Fung also has an eye toward energy, but he wants the country to increase domestic oil production. He intends to push for policies to complete undrilled wells to increase domestic energy production in order to lower costs.

Langevin recalls health care being a top priority when he was elected, culminating in helping pass the Affordable Care Act in 2010 during former President Barack Obama’s administration. Supporters of the ACA clashed with large health care companies that wanted the status quo and with Republicans, Langevin says.

In his tenure, he also had to juggle international conflicts, including the Sept. 11, 2001, terrorist attacks.

EDUCATIONAL VISIT: Sarah Morgenthau, left, tours the University of Rhode Island’s Pharmaceutical Development Institute with URI staff. If elected to the U.S. House, Morgenthau says she would focus on “American competitiveness” in improving the country’s position on supply chains and job training. COURTESY UNIVERSITY OF RHODE ISLAND

Machtley, a U.S. Navy veteran, says he ran for Congress because of what he saw happen in Vietnam, including returning veterans not being respected for their service. After he was elected, Machtley managed to maintain his focus on assisting the military, including serving on the Armed Services Committee.
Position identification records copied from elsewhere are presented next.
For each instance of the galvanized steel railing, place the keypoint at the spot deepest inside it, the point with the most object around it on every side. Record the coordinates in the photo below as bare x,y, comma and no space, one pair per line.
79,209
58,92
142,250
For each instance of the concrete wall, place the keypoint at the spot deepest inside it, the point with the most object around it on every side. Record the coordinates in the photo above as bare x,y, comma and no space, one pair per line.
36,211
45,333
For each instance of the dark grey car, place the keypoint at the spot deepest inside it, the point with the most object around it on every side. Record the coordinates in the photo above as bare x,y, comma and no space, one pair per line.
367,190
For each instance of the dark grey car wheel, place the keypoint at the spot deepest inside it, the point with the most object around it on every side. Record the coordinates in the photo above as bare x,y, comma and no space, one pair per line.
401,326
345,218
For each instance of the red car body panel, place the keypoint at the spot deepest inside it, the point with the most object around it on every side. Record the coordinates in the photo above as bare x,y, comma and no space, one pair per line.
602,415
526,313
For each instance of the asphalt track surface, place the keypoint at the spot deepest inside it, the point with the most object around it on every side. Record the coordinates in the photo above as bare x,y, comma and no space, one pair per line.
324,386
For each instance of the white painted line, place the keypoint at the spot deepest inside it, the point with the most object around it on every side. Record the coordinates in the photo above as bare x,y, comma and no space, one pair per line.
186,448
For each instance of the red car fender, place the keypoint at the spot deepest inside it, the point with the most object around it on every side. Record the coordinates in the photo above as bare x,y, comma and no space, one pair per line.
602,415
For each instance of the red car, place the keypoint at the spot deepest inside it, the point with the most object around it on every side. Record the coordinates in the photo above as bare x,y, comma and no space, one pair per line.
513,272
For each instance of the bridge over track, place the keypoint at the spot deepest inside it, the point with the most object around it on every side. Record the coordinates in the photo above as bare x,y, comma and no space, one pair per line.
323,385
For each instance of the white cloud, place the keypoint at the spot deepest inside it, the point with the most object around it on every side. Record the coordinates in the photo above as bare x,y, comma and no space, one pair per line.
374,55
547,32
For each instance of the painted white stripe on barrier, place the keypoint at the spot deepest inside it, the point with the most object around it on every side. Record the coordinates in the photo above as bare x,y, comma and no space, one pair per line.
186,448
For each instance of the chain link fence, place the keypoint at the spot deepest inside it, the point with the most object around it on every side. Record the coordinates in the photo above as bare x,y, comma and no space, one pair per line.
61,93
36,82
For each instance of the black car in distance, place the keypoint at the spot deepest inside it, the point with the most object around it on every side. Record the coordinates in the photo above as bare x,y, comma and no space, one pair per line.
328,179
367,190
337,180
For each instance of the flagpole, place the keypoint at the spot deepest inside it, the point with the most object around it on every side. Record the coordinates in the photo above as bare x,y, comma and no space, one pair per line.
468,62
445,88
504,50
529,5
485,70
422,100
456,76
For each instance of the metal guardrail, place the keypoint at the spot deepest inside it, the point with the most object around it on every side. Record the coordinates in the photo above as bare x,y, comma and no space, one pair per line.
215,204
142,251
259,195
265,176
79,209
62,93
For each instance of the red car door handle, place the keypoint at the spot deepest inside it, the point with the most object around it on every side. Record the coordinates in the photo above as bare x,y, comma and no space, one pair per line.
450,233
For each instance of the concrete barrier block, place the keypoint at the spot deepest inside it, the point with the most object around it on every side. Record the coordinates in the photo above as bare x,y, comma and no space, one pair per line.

But Machtley, who had not served in office before being elected to Congress in 1988, said that whatever the personal motivations of the candidates, there are “a lot of fundamental things” newly elected members must focus on before becoming a standout in the chamber.

That includes whether to live in Rhode Island while working in Washington, addressing legislation on unfamiliar issues and, perhaps most important, getting on desired committees.

“It is a whole new process unlike anything that anyone has ever done if you’re in business or at the [R.I.] Statehouse,” Machtley said. “The process is really about what committee you’re going to get on. That determines, to some extent, how successful you’re going to be.”